Bahlil mengutarakan bahwa pemerintah sekarang ini tengah menggulirkan pengujian periode ketiga terhadap teknologi CNG yang hendak diaplikasikan.
Lantaran hal itu, dirinya masih belum bisa memberikan kepastian mengenai adopsi teknologi dari negara spesifik, termasuk kabar yang beredar di masyarakat mengenai Jerman ataupun China.
"Itu masih dalam uji coba. Saya katakan beberapa kali, bahwa menyangkut dengan CNG itu dilakukan uji coba tahap ketiga. Kalau uji coba tahap ketiganya insyaallah berhasil, baru bisa kami implementasikan," ujar Bahlil setelah mendampingi Presiden Prabowo Subianto menerima kunjungan tahunan Perdana Menteri Singapura Lawrence Wong di Istana Merdeka, Jakarta, Senin (6/7/2026).
Berdasarkan penjelasan Bahlil, pemerintah bersikap sangat penuh perhitungan dalam proses pematangan teknologi tersebut lantaran berkaitan erat dengan faktor keselamatan.

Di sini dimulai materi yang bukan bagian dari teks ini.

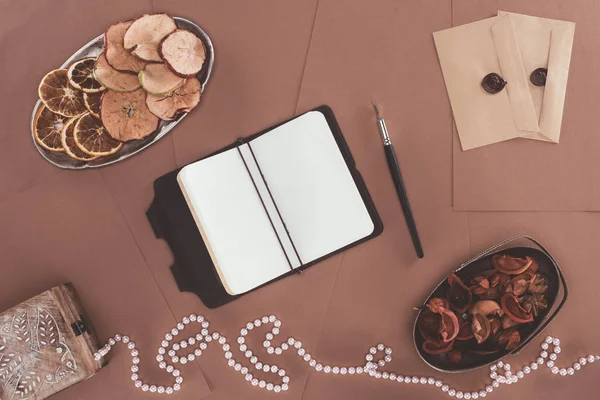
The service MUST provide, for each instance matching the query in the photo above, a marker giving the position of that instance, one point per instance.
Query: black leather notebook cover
(193, 268)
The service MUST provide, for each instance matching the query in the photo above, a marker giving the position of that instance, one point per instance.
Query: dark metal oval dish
(557, 288)
(93, 49)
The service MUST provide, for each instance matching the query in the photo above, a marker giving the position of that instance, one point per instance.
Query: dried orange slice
(92, 103)
(47, 127)
(81, 76)
(182, 100)
(93, 138)
(126, 115)
(59, 96)
(68, 142)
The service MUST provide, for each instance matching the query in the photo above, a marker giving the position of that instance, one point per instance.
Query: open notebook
(275, 203)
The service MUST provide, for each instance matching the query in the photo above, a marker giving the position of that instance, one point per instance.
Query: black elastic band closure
(264, 207)
(287, 232)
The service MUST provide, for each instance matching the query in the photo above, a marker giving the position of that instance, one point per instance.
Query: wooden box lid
(46, 345)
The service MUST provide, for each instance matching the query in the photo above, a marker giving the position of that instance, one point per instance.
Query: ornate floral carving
(28, 338)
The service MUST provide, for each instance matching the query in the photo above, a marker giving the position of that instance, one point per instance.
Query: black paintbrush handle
(401, 190)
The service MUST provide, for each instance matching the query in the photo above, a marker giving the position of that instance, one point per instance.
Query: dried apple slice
(93, 139)
(116, 55)
(510, 338)
(126, 115)
(182, 100)
(47, 127)
(511, 265)
(113, 79)
(145, 33)
(92, 103)
(81, 76)
(481, 327)
(159, 80)
(69, 144)
(183, 52)
(59, 96)
(512, 308)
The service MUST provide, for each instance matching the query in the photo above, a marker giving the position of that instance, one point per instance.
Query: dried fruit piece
(47, 127)
(495, 325)
(510, 339)
(533, 268)
(93, 139)
(69, 144)
(508, 322)
(92, 103)
(434, 348)
(538, 286)
(113, 79)
(511, 265)
(126, 116)
(448, 323)
(512, 308)
(499, 280)
(486, 307)
(428, 325)
(534, 303)
(484, 352)
(459, 296)
(81, 76)
(182, 100)
(437, 305)
(493, 83)
(116, 55)
(538, 76)
(519, 284)
(454, 356)
(159, 80)
(481, 327)
(464, 332)
(479, 285)
(183, 52)
(448, 326)
(145, 33)
(59, 96)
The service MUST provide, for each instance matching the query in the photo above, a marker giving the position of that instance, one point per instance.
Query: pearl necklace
(376, 358)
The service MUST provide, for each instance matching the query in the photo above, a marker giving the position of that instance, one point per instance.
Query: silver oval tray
(93, 49)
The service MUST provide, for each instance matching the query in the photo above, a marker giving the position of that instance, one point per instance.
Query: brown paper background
(526, 175)
(274, 60)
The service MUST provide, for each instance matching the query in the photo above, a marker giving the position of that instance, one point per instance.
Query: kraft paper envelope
(512, 46)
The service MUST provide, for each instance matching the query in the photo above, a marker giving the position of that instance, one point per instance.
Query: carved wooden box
(46, 345)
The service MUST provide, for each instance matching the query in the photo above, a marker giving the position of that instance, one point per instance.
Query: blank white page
(312, 186)
(232, 222)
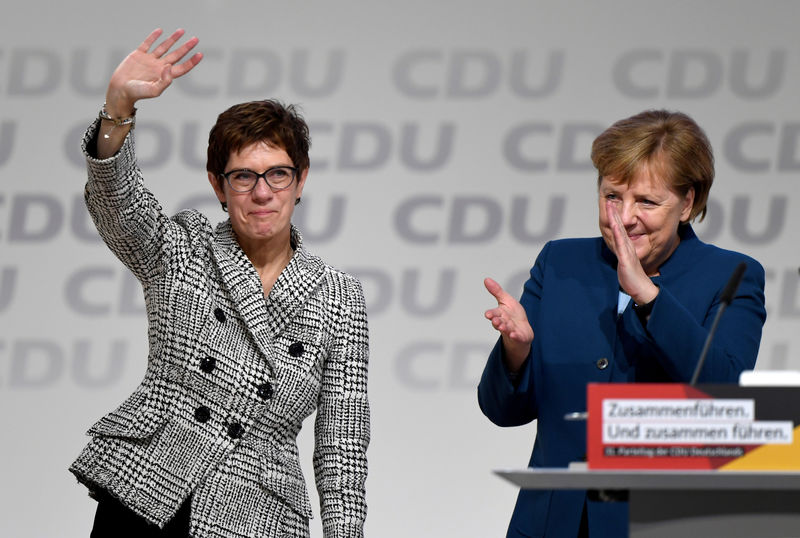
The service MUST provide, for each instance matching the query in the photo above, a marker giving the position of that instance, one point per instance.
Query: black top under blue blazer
(571, 301)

Pasalnya, wadah tabung CNG yang hendak digunakan mempunyai tingkat tekanan yang tinggi, walhasil segenap komponen teknis wajib digaransi aman sebelum disebarluaskan secara masif.

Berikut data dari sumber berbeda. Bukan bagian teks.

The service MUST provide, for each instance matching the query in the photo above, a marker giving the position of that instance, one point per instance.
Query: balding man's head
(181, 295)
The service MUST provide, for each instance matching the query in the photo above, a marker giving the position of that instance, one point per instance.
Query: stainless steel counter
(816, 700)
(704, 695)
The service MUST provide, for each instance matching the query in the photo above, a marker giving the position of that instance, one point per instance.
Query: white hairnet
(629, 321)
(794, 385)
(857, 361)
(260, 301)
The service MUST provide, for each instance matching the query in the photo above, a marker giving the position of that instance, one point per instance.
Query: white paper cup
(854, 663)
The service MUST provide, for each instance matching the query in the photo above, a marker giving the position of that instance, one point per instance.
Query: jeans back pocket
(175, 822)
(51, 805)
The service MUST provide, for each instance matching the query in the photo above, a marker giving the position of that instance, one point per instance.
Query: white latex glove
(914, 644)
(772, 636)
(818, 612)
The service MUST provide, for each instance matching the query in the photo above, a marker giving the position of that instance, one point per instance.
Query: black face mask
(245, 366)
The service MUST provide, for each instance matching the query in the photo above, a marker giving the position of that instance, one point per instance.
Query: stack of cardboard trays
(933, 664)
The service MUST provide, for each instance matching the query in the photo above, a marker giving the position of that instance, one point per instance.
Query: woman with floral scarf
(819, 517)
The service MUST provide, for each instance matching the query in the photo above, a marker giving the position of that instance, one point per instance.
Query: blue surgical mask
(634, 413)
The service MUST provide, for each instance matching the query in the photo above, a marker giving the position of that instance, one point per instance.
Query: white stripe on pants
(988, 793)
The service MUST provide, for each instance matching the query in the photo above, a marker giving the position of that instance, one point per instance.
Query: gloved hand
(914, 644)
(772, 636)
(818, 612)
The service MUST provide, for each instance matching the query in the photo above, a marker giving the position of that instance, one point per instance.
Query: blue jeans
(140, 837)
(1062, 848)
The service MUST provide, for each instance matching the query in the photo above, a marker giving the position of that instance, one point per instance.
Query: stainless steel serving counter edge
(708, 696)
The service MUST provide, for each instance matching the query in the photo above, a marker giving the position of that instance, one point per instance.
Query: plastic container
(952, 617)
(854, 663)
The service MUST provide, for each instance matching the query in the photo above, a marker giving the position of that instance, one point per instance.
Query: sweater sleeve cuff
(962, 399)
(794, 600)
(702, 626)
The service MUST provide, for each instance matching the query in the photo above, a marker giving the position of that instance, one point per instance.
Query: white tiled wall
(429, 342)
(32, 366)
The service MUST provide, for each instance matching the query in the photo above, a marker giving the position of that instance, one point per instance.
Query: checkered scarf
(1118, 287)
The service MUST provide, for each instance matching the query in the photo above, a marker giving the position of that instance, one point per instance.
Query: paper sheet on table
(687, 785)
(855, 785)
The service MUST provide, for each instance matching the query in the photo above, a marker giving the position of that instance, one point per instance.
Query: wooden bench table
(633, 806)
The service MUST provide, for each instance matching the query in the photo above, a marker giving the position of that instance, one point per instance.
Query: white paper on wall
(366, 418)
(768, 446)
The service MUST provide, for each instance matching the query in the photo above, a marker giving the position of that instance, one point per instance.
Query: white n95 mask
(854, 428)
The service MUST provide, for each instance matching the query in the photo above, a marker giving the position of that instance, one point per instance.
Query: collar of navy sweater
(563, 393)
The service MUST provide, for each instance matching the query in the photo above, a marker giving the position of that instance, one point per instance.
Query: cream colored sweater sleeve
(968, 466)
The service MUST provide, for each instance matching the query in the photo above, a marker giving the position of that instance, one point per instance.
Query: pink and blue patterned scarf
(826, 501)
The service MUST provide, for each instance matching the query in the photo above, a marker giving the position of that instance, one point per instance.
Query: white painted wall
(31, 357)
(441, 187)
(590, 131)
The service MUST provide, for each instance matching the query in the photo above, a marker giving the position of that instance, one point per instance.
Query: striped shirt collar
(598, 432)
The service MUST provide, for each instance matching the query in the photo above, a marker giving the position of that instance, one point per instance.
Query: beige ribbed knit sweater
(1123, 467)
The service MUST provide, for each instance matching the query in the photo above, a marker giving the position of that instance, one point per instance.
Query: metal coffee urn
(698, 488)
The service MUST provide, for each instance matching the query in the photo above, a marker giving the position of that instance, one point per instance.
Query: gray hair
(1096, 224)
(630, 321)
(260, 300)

"Karena apa? Karena tabung tiga kilonya itu kan tekanannya sekitar 200 sampai 250 bar. Ini kita harus hati-hati," katanya.
Ia mengimbuhkan bahwasanya andaikata pengujian periode ketiga ini membuahkan hasil positif, pemerintah bakal secepatnya membeberkan hasilnya kepada masyarakat luas selaku fundamen untuk bergeser ke fase implementasi.
"Nah, kalau sudah uji coba selesai, Insyaallah di bulan Juli ini selesai, baru kemudian kami umumkan," tandas Bahlil.